After extensive testing, OpenSignal issues a new report each year that reveals how fast average wireless data speeds are in dozens of markets around the world. Aside from reminding us how pathetically slow LTE is in the United States despite the sky-high prices we pay for service, the paint a fantastic picture of the progress being made around the world.

The fastest LTE markets around the globe continued to get even faster over the past year. Markets like South Korea, Singapore, Norway, and Hungary stayed at the top of the pack with average speeds in excess of 38Mbps. As a whole, however, global LTE speeds actually fell over the past year.
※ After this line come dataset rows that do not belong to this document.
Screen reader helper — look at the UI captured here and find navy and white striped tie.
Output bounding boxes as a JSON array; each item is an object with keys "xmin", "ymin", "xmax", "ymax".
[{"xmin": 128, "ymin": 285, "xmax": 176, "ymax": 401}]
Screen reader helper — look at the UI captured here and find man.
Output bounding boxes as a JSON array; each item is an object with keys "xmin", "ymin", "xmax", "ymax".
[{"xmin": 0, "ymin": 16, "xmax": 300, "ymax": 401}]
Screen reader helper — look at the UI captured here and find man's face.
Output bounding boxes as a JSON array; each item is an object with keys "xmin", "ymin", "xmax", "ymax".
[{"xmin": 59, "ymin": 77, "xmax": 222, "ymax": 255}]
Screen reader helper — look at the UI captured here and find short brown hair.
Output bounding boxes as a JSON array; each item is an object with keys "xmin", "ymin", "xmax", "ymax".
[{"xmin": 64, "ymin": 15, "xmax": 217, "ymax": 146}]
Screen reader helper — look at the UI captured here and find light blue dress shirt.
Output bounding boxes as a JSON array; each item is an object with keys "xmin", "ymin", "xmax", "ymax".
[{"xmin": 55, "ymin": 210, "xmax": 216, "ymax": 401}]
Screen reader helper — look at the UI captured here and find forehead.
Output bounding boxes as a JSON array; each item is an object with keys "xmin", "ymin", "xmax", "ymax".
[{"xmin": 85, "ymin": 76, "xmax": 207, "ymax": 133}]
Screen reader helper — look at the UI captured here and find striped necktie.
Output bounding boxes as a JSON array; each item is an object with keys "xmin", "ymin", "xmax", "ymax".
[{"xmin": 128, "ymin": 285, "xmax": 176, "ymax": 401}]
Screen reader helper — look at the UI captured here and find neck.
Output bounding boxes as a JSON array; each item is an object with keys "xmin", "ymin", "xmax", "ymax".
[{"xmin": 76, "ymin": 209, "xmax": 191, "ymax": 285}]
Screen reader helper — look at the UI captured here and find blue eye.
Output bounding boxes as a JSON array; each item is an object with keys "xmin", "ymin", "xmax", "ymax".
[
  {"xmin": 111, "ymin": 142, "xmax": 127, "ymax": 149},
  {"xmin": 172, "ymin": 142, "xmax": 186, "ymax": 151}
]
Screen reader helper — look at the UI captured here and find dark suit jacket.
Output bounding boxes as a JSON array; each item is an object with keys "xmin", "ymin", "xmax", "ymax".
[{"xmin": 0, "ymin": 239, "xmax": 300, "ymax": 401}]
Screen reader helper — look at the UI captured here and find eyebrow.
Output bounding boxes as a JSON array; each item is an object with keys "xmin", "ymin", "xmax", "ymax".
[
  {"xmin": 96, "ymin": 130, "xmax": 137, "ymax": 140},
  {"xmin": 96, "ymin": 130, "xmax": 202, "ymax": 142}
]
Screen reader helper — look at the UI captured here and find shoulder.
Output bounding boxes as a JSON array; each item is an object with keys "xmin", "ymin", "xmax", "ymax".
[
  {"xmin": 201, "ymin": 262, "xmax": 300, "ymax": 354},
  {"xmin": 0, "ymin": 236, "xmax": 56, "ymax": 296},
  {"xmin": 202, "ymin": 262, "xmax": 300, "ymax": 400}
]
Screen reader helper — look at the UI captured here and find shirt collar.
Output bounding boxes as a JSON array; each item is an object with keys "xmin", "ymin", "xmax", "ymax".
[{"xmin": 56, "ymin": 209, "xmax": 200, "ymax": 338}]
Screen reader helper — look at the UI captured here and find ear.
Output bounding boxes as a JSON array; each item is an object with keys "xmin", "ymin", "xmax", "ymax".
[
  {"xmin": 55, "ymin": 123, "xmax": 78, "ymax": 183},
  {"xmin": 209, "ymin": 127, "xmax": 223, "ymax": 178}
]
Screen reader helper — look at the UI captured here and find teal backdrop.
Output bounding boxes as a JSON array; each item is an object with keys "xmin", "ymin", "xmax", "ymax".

“We’re tracking two distinct trends in LTE. While access to LTE service is unmistakably increasing around the world, the once impressive growth in 4G speeds seems to have ground to a halt,” the company wrote in its most recent State of LTE report. “While the former trend is most certainly good news, the latter isn’t necessarily bad news. We seem to have hit a plateau in LTE technological evolution. 4G’s first movers in the developed world have built out their LTE-Advanced infrastructure and are now focused on bringing all of their customers to these new high-powered networks. Meanwhile, in the developing world operators have largely completed their initial LTE rollouts and are turning their 3G customers into 4G customers. Consequently, we’re seeing much more of a focus on availability than speed. The more people that can tap into the LTE signal, the more potential LTE or LTE-Advanced users operators can sign up.”

OpenSignal found that the global average LTE speed is currently 16.6Mbps. That’s up a bit from the 16.2Mbps it measured back in June, but still down from the 17.4Mbps average global in November 2016.